8.12.17

Me voici – Jonathan Safran Foer


En quinze ans, Jonathan Safran Foer n’aura produit que trois romans complétés d’un essai glaçant sur la consommation de la viande animale. Quinze années durant lesquelles le romancier sera passé du stade du hipster new-yorkais encensé par la critique pour son premier roman « Tout est illuminé », à celui d’un auteur de best-seller avec son deuxième livre « Incroyablement fort et extrêmement près » qui nous plonge dans le monde post 11 Septembre. Quinze années marquées aussi par l’explosion de son couple et son divorce d’avec la romancière Nicole Krauss. Une épreuve qui l’aura marqué et qui l’a amené à restructurer sa vie, passer du temps à élever ses enfants sans trop se soucier du temps qui file sans écrire ni publier.
« Me voici » est un roman à l’image de son auteur : un livre sur la vie, les choix, les épreuves, l’importance de la famille, le divorce. Un livre sur le sens de la judéité aussi traité avec ce mélange de tragi-comique et d’un brin de dérision qui fait le style de Foer.
« Me voici » sont les deux mots prononcés par Moïse lorsqu’il paraît devant Dieu, obéissant à l’ordre qui lui a été donné de venir sacrifier son fils adoré sur l’autel préparé à cet effet. Une épreuve pour tester la loyauté, la dévotion, une épreuve aussi et surtout pour faire prendre conscience de l’importance des choix et de l’arbitraire. Or, c’est fondamentalement de ceci qu’il est intensément question tout au long de cet épais (et un brin interminable) roman de près de 750 pages.
Jacob et Julia Bloch sont mariés depuis seize ans. Parents de trois enfants, bien établis professionnellement et socialement, ils se rendent compte sans le dire ni oser l’avouer que leur amour s’est peu à peu délité. Finalement, c’est plus à cause des enfants et par facilité qu’ils vivent encore ensemble dans une intimité de façade. Jusqu’à la découverte par Julia de texto à caractère pornographique rédigés par Jacob à destination de l’une de ses collègues de travail. Ce sera l’électrochoc qui aura raison du couple et donnera l’impulsion nécessaire pour passer de la cohabitation passive à la séparation consentie.
Pendant que le couple explose, étape par étape, par détours et hésitations en cascade, un violent séisme secoue tout le Moyen-Orient menant Israël à une quasi-destruction qui la place sous le danger immédiat des pays arabes prompts à se saisir des moindres maladresses et provocations de leur voisin honni pour régler définitivement leurs comptes.

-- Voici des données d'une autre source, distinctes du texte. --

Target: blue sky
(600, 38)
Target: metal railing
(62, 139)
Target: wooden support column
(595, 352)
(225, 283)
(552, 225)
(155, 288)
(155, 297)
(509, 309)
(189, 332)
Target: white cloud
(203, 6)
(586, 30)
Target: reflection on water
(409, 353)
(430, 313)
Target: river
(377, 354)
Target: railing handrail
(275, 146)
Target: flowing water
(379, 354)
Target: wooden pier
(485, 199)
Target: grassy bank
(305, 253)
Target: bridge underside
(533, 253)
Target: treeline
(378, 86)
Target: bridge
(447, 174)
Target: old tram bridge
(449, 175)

Ces deux crises majeures dans lesquelles sont directement ou indirectement impliqués tous les membres de la famille résonnent dès lors comme d’urgentes obligations pour que Jacob réponde à son tour à un appel supérieur, qu’il soit enfin en mesure de dire « Me voici ». Voilà des années qu’il se cache derrière les obligations familiales ou professionnelles pour ne pas avoir à se définir par et pour lui-même. Des années qu’il consulte en vain un psychiatre où il décortique par le menu des questions existentielles sans y apporter de véritables réponses. Des années à vivre une judéité très superficielle et sociale ayant le vague sentiment d’appartenir à une communauté dont le sens aurait été perdu. Des années qu’il hésite entre le statut de fils d’un père rescapé des camps et aux positions d’ultra-droite radicale, celui de père d’enfants qui cherchent un référent, de mari d’une femme qu’il aime encore mais autrement, d’amant qui n’est jamais passé à l’acte, de scénariste rêvant d’écrire autre chose qu’une série à succès.

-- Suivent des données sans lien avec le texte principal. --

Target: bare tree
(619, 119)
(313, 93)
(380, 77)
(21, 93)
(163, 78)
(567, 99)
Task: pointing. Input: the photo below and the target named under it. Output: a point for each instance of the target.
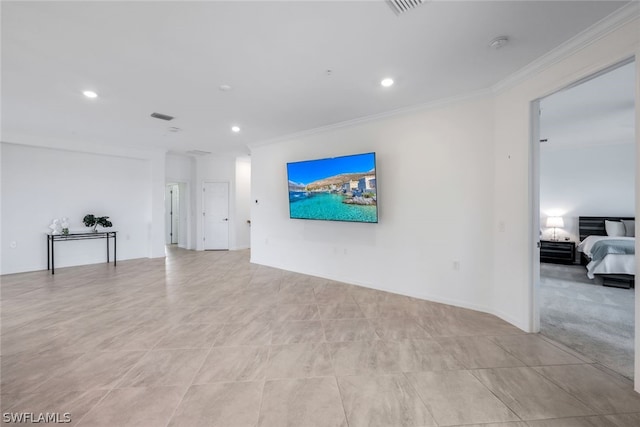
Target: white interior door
(216, 215)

En clinicien des maux familiaux, Jonathan Safran Foer décortique les états d’âme et brosse le tableau d’un homme, et à travers lui d’une société, d’une religion, en pleine hésitation, en lente et hésitante progression vers la réponse à apporter sur ce que sont vraiment ceux capables de dire « Me voici ».
C’est à la fois brillant, drôle, grinçant, original et insupportablement long.